Even amid the ruins of energy giant Enron, EnronOnline was a still-shining jewel.
The Web-based network set up by the Houston, Texas-based energy giant for trading electricity, natural gas and a host of other commodities helped Enron gain star status from Internet-savvy analysts during the company’s ill-fated bull run.
And earlier this year, the network was the first asset sold in Enron’s bankruptcy proceedings, with three bidders chasing after it.
Strong Medicine
It is easy to see why demand for Enron’s e-commerce assets remained strong. EnronOnline launched in late October 1999. By the end of March 2000, the network had exceeded Enron’s projections for the entire calendar year.
By June 2000, US$50 billion worth of commodities — ranging from metals and petroleum products to emissions allowances and weather futures — had been traded through EnronOnline.
In May 2001, Enron announced it had completed its one-millionth transaction through the network. And by late summer, just before the company’s collapse, it was said to be responsible for nearly one-quarter of daily energy trades in the United States.
Fire Sale
“It was the leading energy trading platform by far, which made it very attractive for us,” UBS Warburg spokesperson Jennifer Walker told the E-Commerce Times. In the bankruptcy court auction earlier this year, UBS outbid two fellow suitors for licensing rights to the EnronOnline platform.
“We recognized that Enron had created something of value,” Walker said. In addition to buying Enron’s online trading platform, Warburg hired several hundred former EnronOnline employees, including Walker.
Since making the purchase, New York-based UBS Warburg has relaunched its own site based on the EnronOnline model, although so far it has traded only North American gas and electricity.
“It’s a little early to speculate on whether we might expand into some of the other areas that Enron had ventured into,” Walker said.
What If?
Even if Warburg does pick up where EnronOnline left off, analysts said it is impossible to know how much of its potential, real or imagined, Enrons Web effort might have achieved.
But Enron certainly was ambitious in its approach to the Web.
Before it folded, the energy giant attempted to create online markets for trading high-speed Internet bandwidth and data storage capacity.
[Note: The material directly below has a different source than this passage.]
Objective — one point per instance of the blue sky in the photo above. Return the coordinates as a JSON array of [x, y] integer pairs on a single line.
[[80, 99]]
Enron also forged partnerships with AOL and IBM to market retail electric power sales.
In addition, the company partnered with Blockbuster on a 20-year plan to deliver movie downloads over its high-speed network. At the time, Enron CEO Kenneth Lay called the plan the “killer app” of the Internet.
Too Much, Too Soon
But like many other companies, Enron also may have overestimated the value of the Web, according to experts.
In fact, some of the energy giant’s online efforts had already started to sputter when it went down.
The company tried without success to make an online market for paper trading, and its storage and bandwidth trading efforts also fell well short of expectations.
Initiatives on the drawing board at the time of the company’s collapse included Internet trading hubs, as well as seemingly ethereal commodities like airport landing rights and railroad hauling capacity.
Legacy Lives
Still, even after its demise, Enron has had a major impact on Internet trading hubs.
One firm that previously struggled to attain No. 2 status in the energy trading space — Atlanta, Georgia-based IntercontinentalExchange — has started to talk about an IPO after seeing a surge of new business since Enron’s collapse.
And Enron’s model, in which the company essentially served as a third party that backed every trade with a money-back guarantee — likely will live on as well, according to Forrester Research analyst James Walker.
In a report, Forrester’s Walker explained the somewhat ironic reason for Enron’s success in this way: “Enron exploded online by managing risk better than others.”